We can correct the problem with case by selecting a linguistic sort, such as WEST_EUROPEAN (or GENERIC_M in Oracle 9i) for our NLS_SORT parameter. We set the NLS_SORT parameter dynamically in the ALTER SESSION statement:

     SQL> ALTER SESSION SET NLS_SORT='WEST_EUROPEAN'; Session altered.

This change to the NLS_SORT parameter will remain in effect until the end of the session or until we change it with another ALTER SESSION command. The ORDER BY clause will now sort uppercase and lowercase letters together, including those with diacritical marks:

 SQL> SELECT NAME FROM ML_NAMES ORDER BY NAME; NAME ---------- Álvarez álvarez Amenhotep amenhotep Ångström ångström Capek capek Chytilova chytilova Havel havel Zamboni zamboni 14 rows selected.

This is clearly an improvement and it's actually the best we can do with this multilingual list without favoring one language over another.

Several of the languages represented by the names in this multilingual list have rules that this generic sort ignores. For example, in Swedish, the letter A with a circle above it, Å, is considered a separate letter that sorts after Z. Setting the sort order to SWEDISH yields this list:

 SQL> ALTER SESSION SET NLS_SORT='SWEDISH'; Session altered. SQL> SELECT NAME FROM ML_NAMES ORDER BY NAME; NAME ---------- Álvarez álvarez Amenhotep amenhotep Capek capek Chytilova chytilova Havel havel Zamboni zamboni Ångström ångström 14 rows selected.

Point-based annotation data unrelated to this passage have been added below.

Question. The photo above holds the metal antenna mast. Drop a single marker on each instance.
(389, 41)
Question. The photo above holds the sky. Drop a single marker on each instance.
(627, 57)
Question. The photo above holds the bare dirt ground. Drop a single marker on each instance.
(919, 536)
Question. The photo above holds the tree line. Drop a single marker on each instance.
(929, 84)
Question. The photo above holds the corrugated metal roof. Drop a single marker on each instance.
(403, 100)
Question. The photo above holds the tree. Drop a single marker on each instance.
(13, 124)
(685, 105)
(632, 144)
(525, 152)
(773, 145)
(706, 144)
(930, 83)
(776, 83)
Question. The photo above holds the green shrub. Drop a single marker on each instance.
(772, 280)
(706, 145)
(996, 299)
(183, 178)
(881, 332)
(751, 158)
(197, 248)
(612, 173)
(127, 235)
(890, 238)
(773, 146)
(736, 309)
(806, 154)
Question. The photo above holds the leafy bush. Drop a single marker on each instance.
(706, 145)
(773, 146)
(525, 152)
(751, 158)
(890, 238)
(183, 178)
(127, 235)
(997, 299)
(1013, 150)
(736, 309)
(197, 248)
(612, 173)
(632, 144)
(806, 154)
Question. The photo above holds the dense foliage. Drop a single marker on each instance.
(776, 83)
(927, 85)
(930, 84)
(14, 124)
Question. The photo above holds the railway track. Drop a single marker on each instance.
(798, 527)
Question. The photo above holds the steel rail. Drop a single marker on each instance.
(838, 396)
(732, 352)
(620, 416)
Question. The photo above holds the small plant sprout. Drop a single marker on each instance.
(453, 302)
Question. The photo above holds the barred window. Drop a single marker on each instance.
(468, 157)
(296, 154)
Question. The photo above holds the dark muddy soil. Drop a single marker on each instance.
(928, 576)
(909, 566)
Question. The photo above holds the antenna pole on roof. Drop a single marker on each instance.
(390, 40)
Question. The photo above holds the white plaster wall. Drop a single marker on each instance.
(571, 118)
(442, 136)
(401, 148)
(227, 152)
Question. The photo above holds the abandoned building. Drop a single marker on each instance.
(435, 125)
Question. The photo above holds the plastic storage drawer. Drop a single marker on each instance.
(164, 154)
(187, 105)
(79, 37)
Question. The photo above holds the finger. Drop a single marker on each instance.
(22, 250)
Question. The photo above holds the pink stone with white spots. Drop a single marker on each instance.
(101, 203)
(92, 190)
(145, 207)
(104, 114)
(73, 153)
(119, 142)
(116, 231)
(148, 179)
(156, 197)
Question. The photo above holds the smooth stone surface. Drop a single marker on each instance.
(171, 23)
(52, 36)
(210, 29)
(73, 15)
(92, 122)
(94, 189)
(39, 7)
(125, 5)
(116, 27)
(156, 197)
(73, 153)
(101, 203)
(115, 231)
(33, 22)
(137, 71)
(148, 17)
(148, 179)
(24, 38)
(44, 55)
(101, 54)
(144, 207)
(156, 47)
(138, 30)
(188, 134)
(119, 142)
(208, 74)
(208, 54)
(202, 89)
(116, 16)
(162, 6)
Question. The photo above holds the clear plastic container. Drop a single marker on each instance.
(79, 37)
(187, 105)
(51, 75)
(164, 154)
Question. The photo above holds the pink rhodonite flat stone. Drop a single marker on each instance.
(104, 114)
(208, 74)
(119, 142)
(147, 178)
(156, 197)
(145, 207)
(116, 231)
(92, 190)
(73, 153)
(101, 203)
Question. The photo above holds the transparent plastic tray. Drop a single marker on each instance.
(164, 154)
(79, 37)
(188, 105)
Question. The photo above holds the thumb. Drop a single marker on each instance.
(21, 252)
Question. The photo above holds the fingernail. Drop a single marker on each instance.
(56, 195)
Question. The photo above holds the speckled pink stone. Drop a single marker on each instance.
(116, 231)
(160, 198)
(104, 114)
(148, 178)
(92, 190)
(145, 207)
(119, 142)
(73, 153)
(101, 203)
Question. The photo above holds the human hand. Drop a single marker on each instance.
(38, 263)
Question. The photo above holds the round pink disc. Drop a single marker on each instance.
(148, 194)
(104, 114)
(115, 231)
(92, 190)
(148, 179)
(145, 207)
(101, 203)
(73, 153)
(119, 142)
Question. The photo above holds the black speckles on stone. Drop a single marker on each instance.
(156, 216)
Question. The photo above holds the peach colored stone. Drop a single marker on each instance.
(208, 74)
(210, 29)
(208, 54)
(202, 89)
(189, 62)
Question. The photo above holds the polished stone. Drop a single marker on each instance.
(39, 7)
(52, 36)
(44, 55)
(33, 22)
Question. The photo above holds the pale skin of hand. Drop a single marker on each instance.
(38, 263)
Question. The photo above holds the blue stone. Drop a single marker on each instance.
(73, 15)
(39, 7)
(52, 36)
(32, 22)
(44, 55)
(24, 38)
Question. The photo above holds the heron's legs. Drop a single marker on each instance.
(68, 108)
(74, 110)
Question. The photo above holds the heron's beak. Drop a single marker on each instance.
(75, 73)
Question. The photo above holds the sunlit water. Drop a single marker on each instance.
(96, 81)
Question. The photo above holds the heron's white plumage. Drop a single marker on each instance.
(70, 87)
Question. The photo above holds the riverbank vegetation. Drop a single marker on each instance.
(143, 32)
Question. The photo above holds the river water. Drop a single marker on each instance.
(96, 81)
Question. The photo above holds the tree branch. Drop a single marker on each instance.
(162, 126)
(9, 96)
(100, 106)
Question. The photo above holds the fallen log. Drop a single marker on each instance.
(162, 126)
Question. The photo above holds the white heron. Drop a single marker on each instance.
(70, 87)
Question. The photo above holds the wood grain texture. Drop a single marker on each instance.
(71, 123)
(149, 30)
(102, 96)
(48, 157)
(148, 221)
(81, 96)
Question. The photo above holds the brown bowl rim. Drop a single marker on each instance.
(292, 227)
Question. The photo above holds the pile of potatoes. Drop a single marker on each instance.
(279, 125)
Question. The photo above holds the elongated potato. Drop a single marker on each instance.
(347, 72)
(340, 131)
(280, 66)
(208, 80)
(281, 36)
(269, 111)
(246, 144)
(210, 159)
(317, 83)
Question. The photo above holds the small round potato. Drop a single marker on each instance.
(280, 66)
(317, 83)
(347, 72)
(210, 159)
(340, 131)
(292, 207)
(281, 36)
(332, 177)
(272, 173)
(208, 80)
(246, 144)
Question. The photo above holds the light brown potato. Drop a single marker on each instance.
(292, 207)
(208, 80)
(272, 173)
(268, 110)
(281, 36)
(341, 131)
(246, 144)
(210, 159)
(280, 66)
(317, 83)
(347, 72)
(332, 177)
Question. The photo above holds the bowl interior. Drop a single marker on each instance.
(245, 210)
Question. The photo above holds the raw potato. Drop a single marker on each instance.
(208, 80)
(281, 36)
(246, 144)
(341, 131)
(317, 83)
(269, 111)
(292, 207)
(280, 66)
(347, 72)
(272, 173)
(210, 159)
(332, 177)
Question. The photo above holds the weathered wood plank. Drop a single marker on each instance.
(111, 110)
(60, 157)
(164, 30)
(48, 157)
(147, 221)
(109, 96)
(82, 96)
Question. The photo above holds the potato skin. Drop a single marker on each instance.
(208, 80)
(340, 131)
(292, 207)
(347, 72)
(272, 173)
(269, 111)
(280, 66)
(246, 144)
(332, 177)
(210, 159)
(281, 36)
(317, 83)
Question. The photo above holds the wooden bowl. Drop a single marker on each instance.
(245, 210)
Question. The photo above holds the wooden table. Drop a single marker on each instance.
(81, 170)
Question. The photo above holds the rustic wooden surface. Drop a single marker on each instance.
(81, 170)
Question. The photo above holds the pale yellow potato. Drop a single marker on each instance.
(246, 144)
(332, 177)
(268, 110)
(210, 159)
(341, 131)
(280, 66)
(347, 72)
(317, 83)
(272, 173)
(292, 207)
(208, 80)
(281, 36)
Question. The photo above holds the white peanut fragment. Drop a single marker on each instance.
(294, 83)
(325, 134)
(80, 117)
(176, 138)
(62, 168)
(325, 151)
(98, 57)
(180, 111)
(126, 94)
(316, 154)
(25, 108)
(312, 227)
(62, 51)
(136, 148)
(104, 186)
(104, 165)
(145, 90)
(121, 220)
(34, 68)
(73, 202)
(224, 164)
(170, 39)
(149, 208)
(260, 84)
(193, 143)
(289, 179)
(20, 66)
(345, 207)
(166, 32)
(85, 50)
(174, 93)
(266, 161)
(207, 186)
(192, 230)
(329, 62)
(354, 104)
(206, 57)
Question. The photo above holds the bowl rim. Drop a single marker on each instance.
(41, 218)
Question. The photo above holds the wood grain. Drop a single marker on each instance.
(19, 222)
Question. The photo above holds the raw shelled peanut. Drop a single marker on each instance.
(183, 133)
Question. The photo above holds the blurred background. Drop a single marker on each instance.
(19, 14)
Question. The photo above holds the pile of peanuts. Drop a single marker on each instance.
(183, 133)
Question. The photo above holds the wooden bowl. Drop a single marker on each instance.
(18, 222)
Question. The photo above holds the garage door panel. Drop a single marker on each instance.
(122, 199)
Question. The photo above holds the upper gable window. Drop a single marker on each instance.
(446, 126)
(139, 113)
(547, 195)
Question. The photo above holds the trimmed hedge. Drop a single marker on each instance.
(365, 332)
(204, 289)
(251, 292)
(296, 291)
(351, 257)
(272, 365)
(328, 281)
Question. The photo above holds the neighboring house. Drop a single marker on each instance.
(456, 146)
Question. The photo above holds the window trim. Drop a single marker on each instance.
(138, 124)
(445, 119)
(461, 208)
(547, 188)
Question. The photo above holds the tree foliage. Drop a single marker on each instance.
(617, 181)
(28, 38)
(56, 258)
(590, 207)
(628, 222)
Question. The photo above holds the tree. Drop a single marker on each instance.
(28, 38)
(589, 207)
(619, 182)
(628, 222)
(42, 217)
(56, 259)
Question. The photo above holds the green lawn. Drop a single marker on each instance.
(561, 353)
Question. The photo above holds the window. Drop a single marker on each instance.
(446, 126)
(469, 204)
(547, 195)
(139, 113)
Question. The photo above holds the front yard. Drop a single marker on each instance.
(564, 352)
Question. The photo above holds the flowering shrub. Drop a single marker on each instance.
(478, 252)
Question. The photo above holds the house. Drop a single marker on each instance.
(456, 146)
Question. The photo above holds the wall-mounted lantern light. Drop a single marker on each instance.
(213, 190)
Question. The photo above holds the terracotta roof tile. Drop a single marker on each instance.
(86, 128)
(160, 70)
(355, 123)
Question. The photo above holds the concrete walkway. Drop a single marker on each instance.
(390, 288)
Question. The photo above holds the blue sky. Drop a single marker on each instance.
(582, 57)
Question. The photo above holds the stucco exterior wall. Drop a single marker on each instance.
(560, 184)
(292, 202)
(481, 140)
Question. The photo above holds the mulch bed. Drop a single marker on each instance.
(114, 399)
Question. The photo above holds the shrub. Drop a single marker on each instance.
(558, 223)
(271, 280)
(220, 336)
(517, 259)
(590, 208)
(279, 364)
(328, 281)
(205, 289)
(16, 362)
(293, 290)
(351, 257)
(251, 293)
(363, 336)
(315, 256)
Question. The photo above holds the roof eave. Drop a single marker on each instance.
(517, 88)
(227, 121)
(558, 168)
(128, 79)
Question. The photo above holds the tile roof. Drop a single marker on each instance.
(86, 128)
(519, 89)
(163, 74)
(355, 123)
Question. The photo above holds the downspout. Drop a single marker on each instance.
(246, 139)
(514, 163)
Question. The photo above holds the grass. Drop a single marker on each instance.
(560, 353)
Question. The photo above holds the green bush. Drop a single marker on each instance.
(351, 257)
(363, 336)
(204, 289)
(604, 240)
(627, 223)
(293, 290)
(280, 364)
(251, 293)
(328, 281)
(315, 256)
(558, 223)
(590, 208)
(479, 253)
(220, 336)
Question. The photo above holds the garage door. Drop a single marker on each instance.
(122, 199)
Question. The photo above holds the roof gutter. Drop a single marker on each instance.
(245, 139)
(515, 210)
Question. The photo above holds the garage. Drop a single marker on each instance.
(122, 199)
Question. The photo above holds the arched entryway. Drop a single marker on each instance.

In some languages, certain combinations of letters are treated as a single character when sorting this is called contraction. In Czech, for example, CH is sorted as a single letter that falls between H and I. If we set NLS_SORT to XCZECH to enable extended Czech collation, names beginning with CH, disregarding case, will fall after names beginning with H:

 SQL> ALTER SESSION SET NLS_SORT='XCZECH'; Session altered. SQL> SELECT NAME FROM ML_NAMES ORDER BY NAME; NAME ---------- álvarez Álvarez amenhotep Amenhotep capek Capek havel Havel chytilova Chytilova Ångström ångström zamboni Zamboni 14 rows selected.

In other languages, certain single characters are treated as though they were two characters this is called expansion. In German, for example, vowels with an umlaut are sorted as though they were the combination of the base vowel (the vowel without the umlaut) plus the letter e. For example, ä is sorted as though it were ae.

There are many other issues involved in collation, especially in non-Western European languages, which are beyond the scope of this book. Eastern European languages, bidirectional languages, and Asian languages all present unique challenges. If your requirements include support for these languages, you will also need to consider related issues, such as character set support and language tagging.

Java's internationalization classes also include support for linguistic sorts (see the Collator class, in particular), but sorting is much more costly to perform in a client application than it is using the database. Even if you are using other internationalization features in Java such as date and currency formats, which you may find easier and more flexible to use than Oracle's, you should still rely on Oracle for linguistically correct sorting.